Hoher plastisch-chirurgischer Bedarf in vielen Fachgebieten
Speziell in der Wiederherstellung der Körperform und -funktion nach Tumorerkrankungen werden plastisch-rekonstruktive Techniken eingesetzt. Experten der Abteilung für Plastische, Ästhetische und Rekonstruktive Chirurgie sind bei der interdisziplinären Therapie in den onkologischen Zentren daher von Anfang an dabei. Das Spektrum reicht vom Brustaufbau nach Teil- oder Vollamputation, über die Wiederherstellung von Augenlidern, mund- und gesichts-chirurgischen Eingriffen, Deckung großer Haut- und Muskeldefekte bis hin zum Beckenboden. Neben der funktionalen Rekonstruktion ist auch die ästhetische Wiederherstellung ein umfangreiches Aufgabengebiet. Haut,- Gewebe und Muskeltransplantationen kombiniert mit modernster Narben- und Laserchirurgie ermöglichen in vielen Fällen sehr ansprechende Ergebnisse. Auch abseits von Krebs ist die Kompetenz der Abteilung gefragt. Fehlbildungen der weiblichen Brust, der Hände oder im Gesicht stellen wichtige Arbeitsschwerpunkte dar. Das Gleiche gilt für Problemfälle von chronischen Wunden bis zu komplizierten Defekten nach Operationen oder Verletzungen. Auch die Behandlung vaskulärer Anomalien (Tumore und Fehlbildungen von Blut- und Lymphgefäßen) bildet eine Spezialkompetenz der Abteilung. Ein weiteres Gebiet stellen Eingriffe wie Bodylift und Abdominoplastik dar. Diese Techniken kommen etwa bei Adipositas-Patienten nach extremen Gewichtsverlusten zum Einsatz. Durch die Eingriffe kann für viele betroffene Patienten ein neben den körperlichen Beschwerden auch psychisch sehr belastender Leidensweg beendet werden.

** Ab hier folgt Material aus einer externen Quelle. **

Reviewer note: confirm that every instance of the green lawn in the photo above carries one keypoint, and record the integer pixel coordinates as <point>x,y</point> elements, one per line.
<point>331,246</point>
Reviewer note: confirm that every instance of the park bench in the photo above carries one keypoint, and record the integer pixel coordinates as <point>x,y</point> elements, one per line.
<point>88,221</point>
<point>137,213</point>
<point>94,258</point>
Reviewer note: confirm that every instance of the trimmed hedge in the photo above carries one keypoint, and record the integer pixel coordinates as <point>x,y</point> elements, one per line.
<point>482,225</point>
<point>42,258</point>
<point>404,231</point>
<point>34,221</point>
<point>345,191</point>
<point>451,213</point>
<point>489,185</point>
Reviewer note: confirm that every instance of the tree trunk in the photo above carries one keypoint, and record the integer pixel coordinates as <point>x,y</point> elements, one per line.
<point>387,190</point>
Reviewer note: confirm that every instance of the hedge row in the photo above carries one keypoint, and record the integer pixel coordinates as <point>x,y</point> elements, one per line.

Bild 1:  Untersuchungsszene
HNO-Spezialist OA Dr. Wolfgang Schneidinger (r.) und der Plastische Chirurg Dr. Martin Kaltseis stellten die Zungenfunktion von Patientin Karin Rücklinger wieder her.

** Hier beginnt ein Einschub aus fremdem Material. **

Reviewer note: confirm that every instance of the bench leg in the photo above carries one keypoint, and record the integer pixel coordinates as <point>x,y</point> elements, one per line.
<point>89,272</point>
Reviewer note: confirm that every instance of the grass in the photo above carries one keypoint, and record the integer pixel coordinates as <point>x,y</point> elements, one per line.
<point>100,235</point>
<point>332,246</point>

Bild 2: Untersuchungsszene
Sehr zufrieden sind Patient Josef Rammer und die Plastische Chirurgin OÄ Dr.in Andrea Oß-berger mit der rekonstruierten Nase, die auf der Stirn heranwuchs.
Bild 3: Gesprächsszene
Patientin  Karin Rücklinger freut sich mit ihren Ärzten Dr. Martin Kaltseis (Plastische Chirur-gie) und OA Dr. Wolfgang Schneidinger (HNO) über den guten Verlauf der Operation.
Bild 4: Gesprächsszene
Patient Josef Rammer führt dank OÄ Dr. in Andrea Oßberger (Plastische Chirurgie) und OA Dr. Andreas Strobl (HNO) wieder ein normales Berufs- und Privatleben.